Stream: Coq devs & plugin devs

Topic: Runner failures on docker-machine runner


view this post on Zulip Théo Zimmermann (Oct 15 2022 at 10:07):

Maxime Dénès said:

Are you sure we want coqbot to restart pipelines on system failures?

FWIW, I disabled this feature on coqbot yesterday, and today I notice that this pipeline had many runner failures:

https://gitlab.com/coq/coq/-/pipelines/667237493

view this post on Zulip Théo Zimmermann (Oct 15 2022 at 10:08):

(with the docker runner)

view this post on Zulip Théo Zimmermann (Oct 15 2022 at 10:08):

I don't know if it was some exceptional case or if is some common occurrence that we are just not used to seeing thanks to the coqbot feature.

view this post on Zulip Théo Zimmermann (Oct 15 2022 at 10:13):

This one also had three such runner failures on the docker machine: https://gitlab.com/coq/coq/-/pipelines/667321297

view this post on Zulip Théo Zimmermann (Oct 15 2022 at 10:22):

Yet another similar failure here: https://gitlab.com/coq/coq/-/jobs/3175950466

view this post on Zulip Théo Zimmermann (Oct 15 2022 at 10:25):

Yet another pipeline with lots of such failures: https://gitlab.com/coq/coq/-/pipelines/667133094

view this post on Zulip Théo Zimmermann (Oct 15 2022 at 10:27):

And yet another one: https://gitlab.com/coq/coq/-/pipelines/667059832

view this post on Zulip Théo Zimmermann (Oct 15 2022 at 10:28):

Given the alarming rate of these runner failures, I am tempted to just reactivate the coqbot feature until these are investigated / solved.

view this post on Zulip Théo Zimmermann (Oct 15 2022 at 10:28):

I just wish there was a simple way of detecting when coqbot is going into an infinite loop of job retries.

view this post on Zulip Gaëtan Gilbert (Oct 15 2022 at 10:35):

do reactivate imo
why was it deactivated?

view this post on Zulip Théo Zimmermann (Oct 15 2022 at 10:55):

Done.

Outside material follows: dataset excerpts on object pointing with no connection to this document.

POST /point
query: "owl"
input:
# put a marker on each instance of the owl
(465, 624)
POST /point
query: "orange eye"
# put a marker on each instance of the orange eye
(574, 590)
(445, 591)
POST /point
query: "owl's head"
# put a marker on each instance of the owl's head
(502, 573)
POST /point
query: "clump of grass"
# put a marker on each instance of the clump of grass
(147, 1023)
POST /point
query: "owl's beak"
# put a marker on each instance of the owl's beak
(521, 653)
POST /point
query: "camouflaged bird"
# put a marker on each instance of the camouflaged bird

It was deactivated following Maxime's question quoted above and my response quoted below:

Not sure it is a good idea anymore.
When we started using GitLab CI, runner failures were common.
And this was a way of avoiding the hassle of manually restarting them.
But with our own runners, it doesn't seem such a good thing any longer.
So I'll push a commit disabling this feature, at least for now.

view this post on Zulip Théo Zimmermann (Oct 15 2022 at 10:57):

FWIW, the main issue with this feature is when runners are consistently failing and coqbot is retrying jobs like crazy. This is what happened yesterday morning. In this case, the only solution is to cancel pipelines or jobs to stop the loop.

view this post on Zulip Théo Zimmermann (Oct 15 2022 at 10:58):

I haven't come up yet with a good idea of how we could detect and prevent this from happening.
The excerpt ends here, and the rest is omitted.